I called the place on George Street the House of Flowered Sheets; I suspected Kim had picked out all the linens, which were universally covered in patterns made from peonies, roses, tulips, or geraniums. It was small but airy, the floors panelled in fake blonde wood, with large windows facing Front Street that let in as much light as possible and fixtures of chrome and white porcelain. It got hot sometimes, but the overall air was functional, welcoming—big closets, a high-plumped double bed, cosily archaic furniture, free Wi-Fi. The guard on the front desk nodded back when I nodded to him every time I used the electronic fob key to get in, and there were plenty of fake-friendly, nosy neighbours. This last part eventually turned out to be a bit of a drawback—but we’ll get to that later.
The unit on King Street East, on the other hand, I called the Puppet Motel, because it was creepy, like a Laurie Anderson song. Because it was different, squared. Because it made me feel . . . not myself. And honestly, after only a couple of visits, I couldn’t imagine how anybody could possibly want to live there after they’d seen it. Not even for a day, much less two or three.
Like I said, the building was new, a boxy modernist monstrosity arranged around what had to be the world’s saddest concrete-and-stone park, complete with fake Zen garden sandlot, which doubled as ineffective camouflage for the parking garage’s entrances. In a way, since the property had two addresses (the other was on Bathurst Street, allegedly more convenient for guests driving in from Toronto Pearson International Airport), each with its own front door/mailroom/security desk/elevator access setup, you could say the place really functioned as two separate buildings somehow shoehorned one inside the other. Greg’s apartment was on the mezzanine level, only accessible from either one specific elevator (off King) or one specific set o
f stairs (off Bathurst), and there was nothing else on that level except a garbage chute, a gym, and a mirroring apartment, seemingly unoccupied.
The Puppet Motel’s windows looked inward, down onto the courtyard, so light was limited at best, a situation not helped by the fact that the entire place had been decorated in vaguely differing shades of black and grey. The bathroom fixtures were all black marble, even the tub, while the bathroom itself was tiled with granite—grey shot with black, like they couldn’t decide what would pick up less light. It didn’t matter much, anyway, because the main fixture in there didn’t even work; the place was lit by vanity mirror fluorescents alone. Some sort of electrical short. Greg kept promising he’d get it fixed, but he never did, not even when guests routinely complained about it on Yelp.

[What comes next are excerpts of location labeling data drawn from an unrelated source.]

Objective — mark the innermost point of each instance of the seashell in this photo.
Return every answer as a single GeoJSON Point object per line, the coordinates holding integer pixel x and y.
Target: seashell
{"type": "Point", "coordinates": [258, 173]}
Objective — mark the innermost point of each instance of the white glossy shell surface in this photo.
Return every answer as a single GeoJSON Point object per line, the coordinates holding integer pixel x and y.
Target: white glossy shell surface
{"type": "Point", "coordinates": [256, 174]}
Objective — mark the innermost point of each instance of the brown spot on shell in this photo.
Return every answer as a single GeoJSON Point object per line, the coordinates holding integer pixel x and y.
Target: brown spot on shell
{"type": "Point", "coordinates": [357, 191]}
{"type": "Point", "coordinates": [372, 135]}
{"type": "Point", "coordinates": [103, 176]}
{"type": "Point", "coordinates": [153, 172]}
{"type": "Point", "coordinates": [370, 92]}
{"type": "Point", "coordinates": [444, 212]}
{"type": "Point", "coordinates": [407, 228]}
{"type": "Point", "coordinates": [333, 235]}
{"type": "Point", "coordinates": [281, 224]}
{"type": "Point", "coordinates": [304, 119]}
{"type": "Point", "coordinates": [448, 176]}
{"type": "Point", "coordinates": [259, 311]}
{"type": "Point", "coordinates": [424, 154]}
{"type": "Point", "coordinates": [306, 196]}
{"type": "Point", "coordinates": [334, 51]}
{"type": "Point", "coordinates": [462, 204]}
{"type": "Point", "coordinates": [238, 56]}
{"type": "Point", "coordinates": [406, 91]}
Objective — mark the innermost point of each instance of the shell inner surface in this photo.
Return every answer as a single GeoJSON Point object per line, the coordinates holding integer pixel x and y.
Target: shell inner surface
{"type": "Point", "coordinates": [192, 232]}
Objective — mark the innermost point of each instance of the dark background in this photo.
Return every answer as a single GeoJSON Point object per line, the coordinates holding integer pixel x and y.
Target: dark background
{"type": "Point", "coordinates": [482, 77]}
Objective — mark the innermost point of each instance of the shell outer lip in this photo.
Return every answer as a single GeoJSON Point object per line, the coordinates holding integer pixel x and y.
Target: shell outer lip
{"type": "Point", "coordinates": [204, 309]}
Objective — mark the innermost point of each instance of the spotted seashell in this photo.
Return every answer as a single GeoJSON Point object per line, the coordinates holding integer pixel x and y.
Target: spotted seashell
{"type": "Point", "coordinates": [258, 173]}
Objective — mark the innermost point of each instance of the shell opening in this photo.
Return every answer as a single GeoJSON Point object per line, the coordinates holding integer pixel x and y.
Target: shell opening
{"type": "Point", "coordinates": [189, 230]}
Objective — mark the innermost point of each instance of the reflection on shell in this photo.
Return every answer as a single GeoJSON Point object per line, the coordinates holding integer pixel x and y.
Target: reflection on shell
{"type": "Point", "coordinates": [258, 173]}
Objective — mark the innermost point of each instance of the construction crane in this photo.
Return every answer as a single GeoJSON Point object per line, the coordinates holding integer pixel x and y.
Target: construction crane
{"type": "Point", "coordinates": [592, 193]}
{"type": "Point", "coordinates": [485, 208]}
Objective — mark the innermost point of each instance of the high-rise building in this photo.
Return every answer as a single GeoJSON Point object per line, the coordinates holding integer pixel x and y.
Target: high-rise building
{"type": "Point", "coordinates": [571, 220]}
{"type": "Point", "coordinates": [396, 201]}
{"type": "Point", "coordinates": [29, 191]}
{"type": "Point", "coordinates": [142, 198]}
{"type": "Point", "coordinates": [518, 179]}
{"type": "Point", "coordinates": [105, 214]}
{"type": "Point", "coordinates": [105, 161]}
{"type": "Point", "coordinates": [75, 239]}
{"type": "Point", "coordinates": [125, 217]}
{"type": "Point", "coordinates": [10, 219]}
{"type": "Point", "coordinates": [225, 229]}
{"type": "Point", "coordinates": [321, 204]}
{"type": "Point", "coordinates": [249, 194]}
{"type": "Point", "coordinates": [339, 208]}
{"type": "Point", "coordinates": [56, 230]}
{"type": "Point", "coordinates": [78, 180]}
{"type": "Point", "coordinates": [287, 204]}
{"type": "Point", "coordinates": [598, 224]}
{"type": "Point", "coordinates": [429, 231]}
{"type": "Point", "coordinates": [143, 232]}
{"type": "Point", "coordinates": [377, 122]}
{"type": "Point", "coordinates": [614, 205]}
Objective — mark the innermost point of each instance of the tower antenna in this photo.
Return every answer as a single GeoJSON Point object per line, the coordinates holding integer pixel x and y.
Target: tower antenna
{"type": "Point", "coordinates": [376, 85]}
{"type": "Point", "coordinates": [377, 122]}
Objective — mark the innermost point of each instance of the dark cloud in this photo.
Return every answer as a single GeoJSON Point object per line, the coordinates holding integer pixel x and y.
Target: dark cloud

The ceilings, meanwhile, were so high that I had to climb on a teetering stool to replace the track-lighting bulbs whenever they blew, which was often. They’d go grey, then pop quietly—an implosion, as if the sound itself was being swallowed whole by that creeping pool of darkness lurking in every corner, poised to rush into any space the light no longer touched. I could feel it waiting at my back as I moved around, raising my neck-hairs, shortening my breath.
After the first day there, I realized just how easy it was to lose all track of time, hypnotized by the vacuum’s drone or the dryer’s atonal metallic hum; I’d gotten there at noon, done what I thought was a few loads, then glanced up to suddenly see the central shaft engulfed in shadow, with nothing outside the windows but oncoming night. From then on, I set my phone’s alarm for twenty minutes a pop, trusting its old-school rising beacon trill to snap me out of . . . well, whatever it was. Oddness, at best, a fugue of disconnection; at worst, a physical queasiness, like I’d stepped through some unseen mirror into a weird, dim world, a cracked reflection of normalcy. On some very basic level, it just seemed off.